French conductor (1924–2011)

Paul Ethuin (Bruay-sur-l'Escaut, 24 September 1924 – Reims, 1 November 2011) was a French conductor who was particularly associated with building up the opera company in Rouen and who conducted an important Ring Cycle in France in the 1960s.

==Life and career==
Ethuin studied the flute at the Paris Conservatoire after which he was employed at the Reims Conservatoire until 1951. In that city he began his conducting career before moving to the Toulouse Capitole from 1955 to 1961. After brief periods in Dijon and Avignon, he was music director at the Théâtre des Arts in Rouen from 1966 to 1989. Under his leadership, he improved the orchestra, and encouraged many young French singers.

Although considered a strict and rigorous conductor, his support for young singers was well-acknowledged. At Rouen his repertoire extended across the French works through Italian favourites and Wagner, and including operetta. From 1984 to 1989 he was overall Director of the Théâtre des Arts.

He was also engaged at the Opéra de Paris and at the Opéra-Comique. Outside France Ethuin conducted in San Francisco, Los Angeles, Tokyo, Dublin and some Italian centres.

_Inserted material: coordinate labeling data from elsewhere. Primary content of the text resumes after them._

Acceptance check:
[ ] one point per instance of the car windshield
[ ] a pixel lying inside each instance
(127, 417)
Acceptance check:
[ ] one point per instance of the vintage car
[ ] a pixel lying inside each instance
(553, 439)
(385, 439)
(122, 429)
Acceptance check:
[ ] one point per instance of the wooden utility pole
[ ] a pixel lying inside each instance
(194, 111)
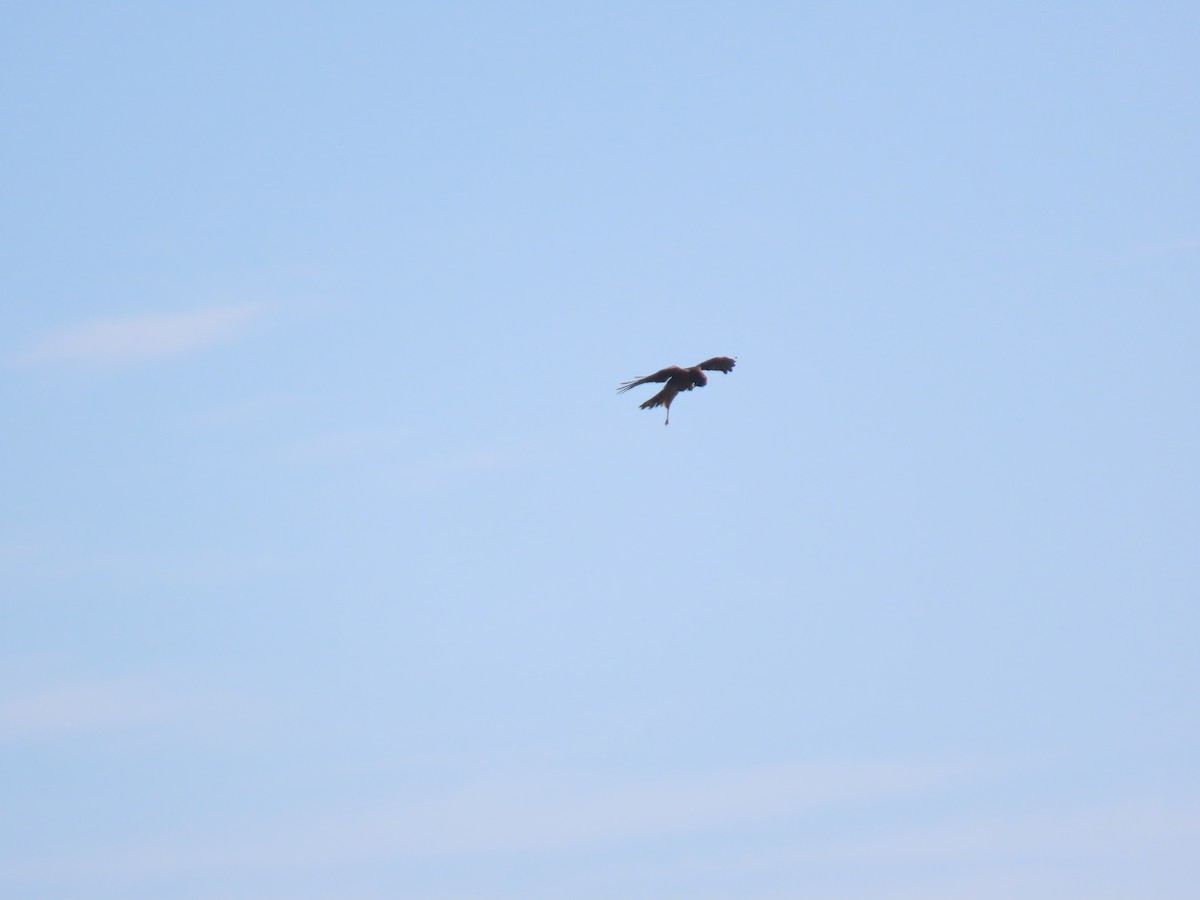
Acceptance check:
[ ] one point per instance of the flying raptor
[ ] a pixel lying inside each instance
(678, 379)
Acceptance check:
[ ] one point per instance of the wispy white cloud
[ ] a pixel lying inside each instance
(78, 707)
(521, 816)
(142, 337)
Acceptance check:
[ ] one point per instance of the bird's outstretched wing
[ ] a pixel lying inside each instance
(718, 364)
(657, 378)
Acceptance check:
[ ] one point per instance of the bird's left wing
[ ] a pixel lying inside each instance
(657, 378)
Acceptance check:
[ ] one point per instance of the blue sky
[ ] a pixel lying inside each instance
(333, 565)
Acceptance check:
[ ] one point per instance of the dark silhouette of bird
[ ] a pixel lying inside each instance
(678, 379)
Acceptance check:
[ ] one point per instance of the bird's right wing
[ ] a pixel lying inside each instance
(718, 364)
(657, 378)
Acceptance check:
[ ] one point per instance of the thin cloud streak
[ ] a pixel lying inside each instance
(79, 707)
(141, 339)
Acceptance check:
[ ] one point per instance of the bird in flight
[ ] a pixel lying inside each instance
(678, 379)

As part of the 25th anniversary celebration at the Opéra Royal de Wallonie in Liege, in May 1992 Ethuin conducted La Damnation de Faust where he "laid bare all the nerve-ends of the incandescent music".

In 1969 Ethuin conducted a cycle of Der Ring des Nibelungen in Rouen with an international cast including Ludmila Dvořáková, Helga Dernesch, Richard Holm, Gustav Neidlinger and Kurt Moll.

He conducted rare modern revivals at the Théâtre des Arts in Rouen of L'Aiglon by Honegger in 1977, and of Messager's La Basoche in 1979.

In the southern French festivals, he conducted at the Théâtre antique d'Orange in Orange in 1964 and in 1981 conducted a much-praised Turandot in Avignon with Montserrat Caballé in the title role.

In 2007 Video Arts International issued a DVD of a 1973 performance of Faust with the NHK Symphony Orchestra conducted by Ethuin, with Alfredo Kraus, Renata Scotto and Nicolai Ghiaurov in the principal roles.